Exascale computers are needed to solve complex problems related to the DOE’s research priorities, which include enhancing renewable energy resources, developing advanced materials and designing experimental facilities. The goal for exascale systems is to perform 1 billion billion calculations in a second. (There are nine zeroes in 1 billion — 1,000,000,000 — and 18 zeroes in 1 billion billion, the number of calculations per second in an exascale system.)
No single processor could ever compute this fast, so researchers depend on parallel computing to partition calculations across multiple processors working together. Such systems require a complex software stack to provide the instructions that direct each of the processors to solve specific parts of large-scale problems.
“Understanding how to tailor applications to exploit massive parallelism and complex hardware resources within and across nodes is a problem that must be solved if we are to harness the power of exascale systems,” said Mellor-Crummey, professor of computer science and electrical and computer engineering.

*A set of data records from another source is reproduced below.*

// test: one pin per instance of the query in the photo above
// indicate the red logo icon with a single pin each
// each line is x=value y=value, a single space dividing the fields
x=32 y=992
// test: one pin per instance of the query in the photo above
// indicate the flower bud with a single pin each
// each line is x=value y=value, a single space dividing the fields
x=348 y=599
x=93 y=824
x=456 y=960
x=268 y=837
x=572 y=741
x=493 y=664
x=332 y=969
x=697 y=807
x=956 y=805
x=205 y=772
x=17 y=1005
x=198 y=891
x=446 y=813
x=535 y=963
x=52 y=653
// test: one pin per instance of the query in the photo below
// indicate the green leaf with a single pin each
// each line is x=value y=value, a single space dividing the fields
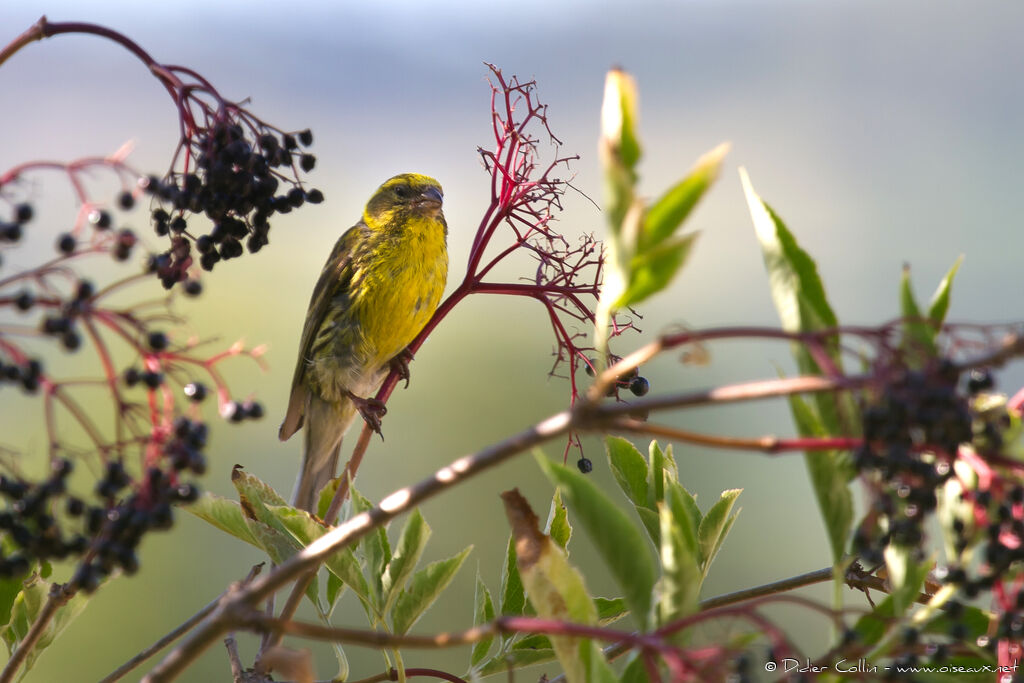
x=342 y=564
x=940 y=300
x=829 y=475
x=325 y=498
x=663 y=467
x=715 y=525
x=554 y=587
x=26 y=608
x=407 y=554
x=595 y=665
x=9 y=588
x=515 y=658
x=424 y=588
x=653 y=268
x=375 y=546
x=679 y=587
x=224 y=514
x=906 y=577
x=281 y=546
x=558 y=526
x=255 y=496
x=624 y=550
x=687 y=516
x=483 y=612
x=609 y=609
x=619 y=145
x=532 y=641
x=797 y=289
x=345 y=566
x=649 y=520
x=635 y=671
x=669 y=212
x=513 y=594
x=335 y=589
x=629 y=467
x=920 y=333
x=299 y=523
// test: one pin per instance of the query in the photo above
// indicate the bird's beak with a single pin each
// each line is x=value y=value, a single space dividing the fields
x=431 y=197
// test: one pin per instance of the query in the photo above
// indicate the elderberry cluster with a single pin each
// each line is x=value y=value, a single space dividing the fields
x=43 y=521
x=12 y=229
x=638 y=386
x=116 y=527
x=244 y=175
x=911 y=434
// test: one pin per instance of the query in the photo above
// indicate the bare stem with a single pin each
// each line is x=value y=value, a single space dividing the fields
x=299 y=590
x=346 y=534
x=170 y=637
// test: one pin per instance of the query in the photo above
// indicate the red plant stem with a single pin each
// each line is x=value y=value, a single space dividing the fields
x=769 y=444
x=44 y=29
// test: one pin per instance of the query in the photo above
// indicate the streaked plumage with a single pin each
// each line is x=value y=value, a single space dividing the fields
x=380 y=286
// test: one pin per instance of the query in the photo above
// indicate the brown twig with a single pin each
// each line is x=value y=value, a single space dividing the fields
x=340 y=495
x=173 y=635
x=347 y=534
x=233 y=658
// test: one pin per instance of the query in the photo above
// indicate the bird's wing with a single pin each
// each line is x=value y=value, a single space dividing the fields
x=336 y=274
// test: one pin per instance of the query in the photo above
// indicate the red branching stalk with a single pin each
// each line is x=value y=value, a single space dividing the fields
x=525 y=198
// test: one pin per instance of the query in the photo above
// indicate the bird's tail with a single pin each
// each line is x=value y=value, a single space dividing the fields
x=326 y=424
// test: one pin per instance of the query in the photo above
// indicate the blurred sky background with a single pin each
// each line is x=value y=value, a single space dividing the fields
x=883 y=133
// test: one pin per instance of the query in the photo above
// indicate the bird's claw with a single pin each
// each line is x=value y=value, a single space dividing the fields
x=372 y=411
x=399 y=365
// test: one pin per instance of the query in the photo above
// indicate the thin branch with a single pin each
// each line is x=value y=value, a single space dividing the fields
x=340 y=495
x=58 y=597
x=173 y=635
x=346 y=534
x=769 y=444
x=233 y=658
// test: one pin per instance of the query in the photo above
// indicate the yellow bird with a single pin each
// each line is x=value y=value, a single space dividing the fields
x=380 y=286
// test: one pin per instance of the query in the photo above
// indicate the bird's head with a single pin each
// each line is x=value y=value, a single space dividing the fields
x=406 y=195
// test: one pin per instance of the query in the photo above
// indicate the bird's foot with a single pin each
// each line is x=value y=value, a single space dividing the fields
x=372 y=411
x=399 y=365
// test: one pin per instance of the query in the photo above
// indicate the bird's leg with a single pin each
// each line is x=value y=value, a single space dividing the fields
x=372 y=411
x=399 y=365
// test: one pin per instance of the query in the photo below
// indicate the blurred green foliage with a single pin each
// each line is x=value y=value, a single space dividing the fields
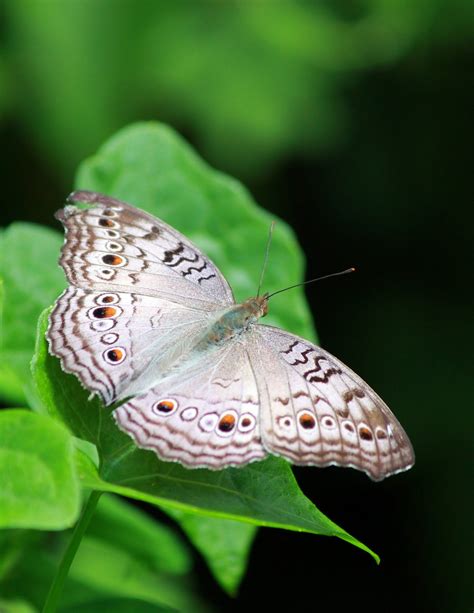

Energy consumption is a daunting challenge for those designing future generations of supercomputers. To make exascale supercomputers possible, computer scientists are struggling to balance the need for increased computational power against the need for energy efficiency. The DOE created the Exascale Initiative to meet the growing needs for computing power requirements with the aim of deploying capable exascale computing systems by 2023. To this extent, the DOE’s Exascale Computing Project is funding efforts like Mellor-Crummey’s to develop the technologies necessary to make exascale computing possible.
Mellor-Crummey said his group’s work as part of the exascale computing initiative is focused on extending Rice University’s HPCToolkit software, which is used to analyze application performance around the world on systems ranging from desktops to supercomputers.
“Today, HPCToolkit is used to pinpoint performance and scalability bottlenecks in a diverse set of open science and national security applications,” Mellor-Crummey said. “Our proposal seeks to enhance HPCToolkit to meet the needs of developers working at all levels of the software stack on emerging and future extreme-scale systems.”
Mellor-Crummey and his collaborators at the University of Wisconsin-Madison plan to use the $2 million DOE award to develop a new generation of tools that can cope with the growing complexity of architectures used for extreme-scale computing as well as dramatic changes to the software stack.
“Providing insights into the behaviors of these emerging components will require integration of performance-monitoring interfaces to support observation and interpretation,” he said.
Meeting the goal of a thousandfold increase in processing power (from the current petascale to projected exascale) can be accomplished only by changing approaches to both hardware and software. Mellor-Crummey said, “The extreme parallelism of exascale systems both within and across nodes will require redesign of tool capabilities for monitoring, data collection, data analysis and presentation. Preparing tools for exascale must begin immediately; otherwise, tools will never be able to manage the complexity and scale of the hardware and software of next-generation systems.”